Holzschuher und Kaiser sprachen über Pfingsten nur noch von Stolpe, warfen den Gutachtern „politisch motivierte Abrechnung“ vor. Besonders Holzschuher, der sich am Freitag noch über die Qualität der Gutachten beschwert hatte, legte nun mit ähnlichen Worten nach: „Gutachten wie dieses gefährden den Erfolg der gesamten Enquete-Kommission.“ Er begründete dies mit drastischen Worten: „Die Voraussetzung für die Friedlichkeit der Revolution von 1989 war das Versprechen der zweiten Chance. Die Alternative war Blutvergießen.“

Unklar bleibt dabei, wem in Brandenburg auf diesem Hintergrund eine „zweite Chance“ versprochen worden war. Manfred Stolpe brauchte aus Sicht der Sozialdemokraten eine solche ja nicht, da er – wie Holzschuher betonte – zu DDR-Zeiten „auf der Seite der Kirche für die Freiheit der Menschen gekämpft hat“.

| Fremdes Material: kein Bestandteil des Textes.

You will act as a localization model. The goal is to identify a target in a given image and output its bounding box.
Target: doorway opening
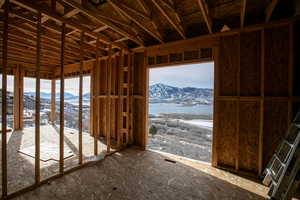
[148,62,214,162]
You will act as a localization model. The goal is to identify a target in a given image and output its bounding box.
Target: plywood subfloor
[0,125,106,194]
[11,148,267,200]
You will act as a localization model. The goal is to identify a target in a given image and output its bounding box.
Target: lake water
[149,103,213,115]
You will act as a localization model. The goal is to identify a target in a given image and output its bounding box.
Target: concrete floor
[10,148,267,200]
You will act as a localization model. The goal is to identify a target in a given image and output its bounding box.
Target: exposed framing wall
[135,18,300,177]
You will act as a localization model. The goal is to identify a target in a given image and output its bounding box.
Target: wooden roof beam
[265,0,278,23]
[62,0,144,46]
[118,2,151,21]
[93,25,109,33]
[197,0,213,33]
[152,0,186,39]
[241,0,247,28]
[138,0,163,43]
[10,0,128,50]
[109,1,164,43]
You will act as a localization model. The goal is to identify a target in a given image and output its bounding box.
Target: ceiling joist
[63,0,144,46]
[197,0,213,33]
[10,0,127,49]
[109,1,164,43]
[152,0,186,39]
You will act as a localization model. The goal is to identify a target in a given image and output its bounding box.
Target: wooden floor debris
[8,148,267,200]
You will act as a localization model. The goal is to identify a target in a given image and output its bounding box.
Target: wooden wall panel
[292,101,300,119]
[264,26,291,96]
[213,25,294,176]
[239,101,260,174]
[293,20,300,97]
[263,101,288,167]
[216,101,237,168]
[218,35,239,96]
[240,31,261,96]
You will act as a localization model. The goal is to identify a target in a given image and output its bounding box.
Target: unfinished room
[0,0,300,200]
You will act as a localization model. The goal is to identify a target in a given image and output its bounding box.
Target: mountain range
[24,83,213,104]
[149,83,213,104]
[24,92,90,100]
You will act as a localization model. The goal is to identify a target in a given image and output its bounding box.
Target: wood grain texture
[263,101,288,167]
[293,20,300,96]
[216,101,237,168]
[218,35,239,96]
[239,101,260,173]
[240,31,261,96]
[265,26,290,96]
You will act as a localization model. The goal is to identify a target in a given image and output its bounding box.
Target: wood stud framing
[1,0,10,198]
[35,12,42,184]
[59,23,66,174]
[241,0,247,28]
[265,0,278,23]
[1,0,299,198]
[78,32,84,165]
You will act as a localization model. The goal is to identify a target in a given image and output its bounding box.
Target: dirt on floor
[9,148,267,200]
[0,125,106,194]
[148,118,212,162]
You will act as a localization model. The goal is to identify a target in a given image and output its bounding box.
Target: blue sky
[149,62,214,88]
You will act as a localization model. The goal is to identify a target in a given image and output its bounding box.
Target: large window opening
[148,62,214,162]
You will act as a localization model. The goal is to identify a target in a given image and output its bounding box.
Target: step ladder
[263,111,300,200]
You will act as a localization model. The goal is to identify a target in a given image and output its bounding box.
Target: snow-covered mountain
[149,83,213,104]
[24,92,90,100]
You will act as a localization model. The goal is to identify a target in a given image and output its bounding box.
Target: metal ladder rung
[283,140,295,149]
[267,169,277,186]
[274,153,286,167]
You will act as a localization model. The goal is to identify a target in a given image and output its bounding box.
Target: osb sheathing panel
[219,35,239,96]
[239,101,260,173]
[293,21,300,96]
[97,60,107,95]
[133,99,144,146]
[263,101,288,167]
[216,101,238,168]
[292,101,300,119]
[133,53,148,147]
[265,26,290,96]
[240,31,261,96]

Die Attacke von Rot-Rot auf das Gutachten wird durch die Worte von Linke-Fraktionschefin Kaiser etwas erklärlicher. Sie erwähnt mit Heinz Vietze einen Politiker ihrer Partei, der alle Überprüfungen überlebte, ohne überhaupt benannt zu werden. Vietze, über viele Jahre hinweg nicht nur in Brandenburg, sondern auch auf Bundesebene einer der mächtigen Männer der PDS, war 1989 Chef der SED im Bezirk Potsdam. Er hat eine umfangreiche Vita als Stasi-IM. Der Bescheid der damaligen Gauck-Behörde, laut Vietze insgesamt 150 Seiten, lag dem Landtag 1991 vor, wurde aber im Abschlussbericht unterschlagen. Offenbar weil Vietze unter die als verschonenswert eingestufte Kategorie derer fiel, die aus rein beruflichen Gründen Kontakt zur Stasi hatten. Laut Enquete-Gutachten hätten die Erkenntnisse schon damals ausgereicht, um nach den Kriterien des Landtags Vietze eine Mandatsniederlegung zu empfehlen.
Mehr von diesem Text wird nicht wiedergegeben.